Credit: Trinity College Dublin

From many news headlines today, it seems like the process of making a vaccine is quick and easy. I’ll give you a heads up - it’s not. Vaccine development usually takes 10-11 years. Dr. Stacey Rizza, a specialist in infectious diseases at Mayo Clinic, says “We're quite a ways away from that happening. First, we have to have a much better understanding of the virology and the immunology, and the human's response to the virus”. It’s very important for the vaccine to be safe for humans. Scientists cannot take any shortcuts when conducting clinical trials or else they may put us at risk. There are also many obstacles in the way of scientists finding a vaccine but one of the most challenging aspects is identifying an antigen that will cause the production of an effective antibody. On top of that, B cells, the cells that produce antibodies, also have a fail rate. However, there is some comforting news. There are vaccines that might work temporarily depending on the type of person injected, meaning that vaccines that are used for other viruses could be adapted for COVID-19 treatment. For the present, we’ll have to hope that Operation Warp Speed will deliver a safe and effective vaccine as soon as possible.

For patients who have been severely affected by COVID-19, there is another option. Individuals who have recovered from COVID-19 have an antibody for the disease in their blood. This blood is known as convalescent plasma. Doctors insert convalescent plasma from recovered COVID-19 patients into sick COVID-19 patients. Many studies suggest that this method holds promise in treating COVID-19. However, it’s hard to draw conclusions as patients who receive convalescent plasma therapy usually receive at least one other treatment due to their critical condition. According to Mayo Clinic, the therapy also carries a risk of ‘allergic reactions’, ‘lung damage and difficulty breathing’, and ‘transmission of infections, including HIV and hepatitis B and C’. So, while convalescent plasma therapy may dampen the impact of COVID-19, it is unlikely to be a long lasting reprieve.

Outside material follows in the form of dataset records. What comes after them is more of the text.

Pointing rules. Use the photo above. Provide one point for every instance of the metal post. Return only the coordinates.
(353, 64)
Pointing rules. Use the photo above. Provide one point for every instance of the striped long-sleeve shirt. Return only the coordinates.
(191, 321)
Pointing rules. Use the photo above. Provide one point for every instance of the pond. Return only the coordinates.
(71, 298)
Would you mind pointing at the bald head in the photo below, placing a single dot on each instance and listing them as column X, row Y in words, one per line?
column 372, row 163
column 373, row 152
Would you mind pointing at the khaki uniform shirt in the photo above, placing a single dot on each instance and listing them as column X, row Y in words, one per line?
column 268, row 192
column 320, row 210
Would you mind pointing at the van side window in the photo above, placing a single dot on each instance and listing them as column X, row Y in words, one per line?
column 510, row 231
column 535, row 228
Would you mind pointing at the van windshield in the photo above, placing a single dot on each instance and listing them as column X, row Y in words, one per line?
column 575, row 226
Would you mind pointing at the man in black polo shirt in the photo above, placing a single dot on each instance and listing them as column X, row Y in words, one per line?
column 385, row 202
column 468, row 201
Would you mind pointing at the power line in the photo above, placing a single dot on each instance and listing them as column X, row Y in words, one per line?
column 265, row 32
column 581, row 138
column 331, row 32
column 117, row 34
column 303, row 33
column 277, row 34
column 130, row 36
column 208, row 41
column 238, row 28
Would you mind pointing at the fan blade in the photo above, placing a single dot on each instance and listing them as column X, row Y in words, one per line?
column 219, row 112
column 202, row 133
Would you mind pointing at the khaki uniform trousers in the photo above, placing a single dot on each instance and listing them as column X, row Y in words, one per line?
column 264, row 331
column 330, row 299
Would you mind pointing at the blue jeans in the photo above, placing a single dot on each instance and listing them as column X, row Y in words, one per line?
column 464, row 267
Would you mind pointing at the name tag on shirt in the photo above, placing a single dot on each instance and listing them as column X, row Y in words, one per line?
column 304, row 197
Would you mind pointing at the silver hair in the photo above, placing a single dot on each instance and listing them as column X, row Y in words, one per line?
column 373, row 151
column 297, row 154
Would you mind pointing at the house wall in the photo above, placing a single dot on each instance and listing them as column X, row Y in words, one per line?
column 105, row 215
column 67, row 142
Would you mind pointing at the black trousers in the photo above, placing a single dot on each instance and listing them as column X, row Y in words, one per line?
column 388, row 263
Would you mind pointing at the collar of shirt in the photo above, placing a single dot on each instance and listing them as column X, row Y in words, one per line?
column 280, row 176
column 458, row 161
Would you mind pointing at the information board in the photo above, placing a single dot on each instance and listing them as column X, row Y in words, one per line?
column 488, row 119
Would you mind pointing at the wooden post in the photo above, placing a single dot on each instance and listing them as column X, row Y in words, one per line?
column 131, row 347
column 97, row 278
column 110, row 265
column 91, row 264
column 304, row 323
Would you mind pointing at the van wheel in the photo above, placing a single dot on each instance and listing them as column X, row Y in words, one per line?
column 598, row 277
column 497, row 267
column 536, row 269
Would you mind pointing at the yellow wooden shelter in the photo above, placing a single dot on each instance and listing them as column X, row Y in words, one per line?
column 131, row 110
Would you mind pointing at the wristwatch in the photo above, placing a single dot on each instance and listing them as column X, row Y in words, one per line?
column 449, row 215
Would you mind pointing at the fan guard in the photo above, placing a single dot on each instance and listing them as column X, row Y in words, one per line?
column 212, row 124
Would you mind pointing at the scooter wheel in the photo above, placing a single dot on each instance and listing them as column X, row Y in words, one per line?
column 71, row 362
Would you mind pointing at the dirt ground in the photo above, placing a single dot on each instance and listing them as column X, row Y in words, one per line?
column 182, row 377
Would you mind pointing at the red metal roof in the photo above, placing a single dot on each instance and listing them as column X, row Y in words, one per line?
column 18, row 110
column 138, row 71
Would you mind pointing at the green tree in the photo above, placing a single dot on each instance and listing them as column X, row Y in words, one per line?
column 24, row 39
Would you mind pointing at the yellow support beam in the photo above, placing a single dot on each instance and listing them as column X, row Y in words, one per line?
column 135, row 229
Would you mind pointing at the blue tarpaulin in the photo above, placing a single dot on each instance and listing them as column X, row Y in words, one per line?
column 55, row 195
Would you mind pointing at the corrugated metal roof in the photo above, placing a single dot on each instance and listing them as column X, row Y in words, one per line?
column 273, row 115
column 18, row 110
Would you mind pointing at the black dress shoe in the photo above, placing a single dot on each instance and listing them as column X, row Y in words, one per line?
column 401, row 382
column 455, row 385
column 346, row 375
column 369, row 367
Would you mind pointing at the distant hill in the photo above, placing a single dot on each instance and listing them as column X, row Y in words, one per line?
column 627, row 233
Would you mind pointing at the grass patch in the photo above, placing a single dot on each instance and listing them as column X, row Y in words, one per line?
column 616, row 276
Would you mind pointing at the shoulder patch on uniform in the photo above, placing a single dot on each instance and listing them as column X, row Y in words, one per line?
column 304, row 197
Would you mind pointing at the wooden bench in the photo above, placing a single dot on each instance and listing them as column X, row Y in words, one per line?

Credit: Hudson Valley Post

The multi-billionaire Bill Gates uses his foundation to further research on disease prevention and control. He warned us of a pandemic like COVID-19 five years ago in a now famous TED-Talk. According to Fast Company Magazine, Bill Gates “does not expect the COVID-19 pandemic to wane in the U.S., especially without widespread mask wearing, vaccines, or other drugs or innovative tools”. The World Health Organization initially did not advise people to wear masks, and politics in the United States has led people to think that mask wearing is not a necessity. Will vaccines rescue us? I sure hope so. Unfortunately, Mr. Gates doesn’t foresee the development of a vaccine before the end of 2020 due to the nature of clinical trials. Therefore, to keep safe during this time and to prevent the spread of the disease, we must continue to wear masks, practice social distancing, and disinfect regularly.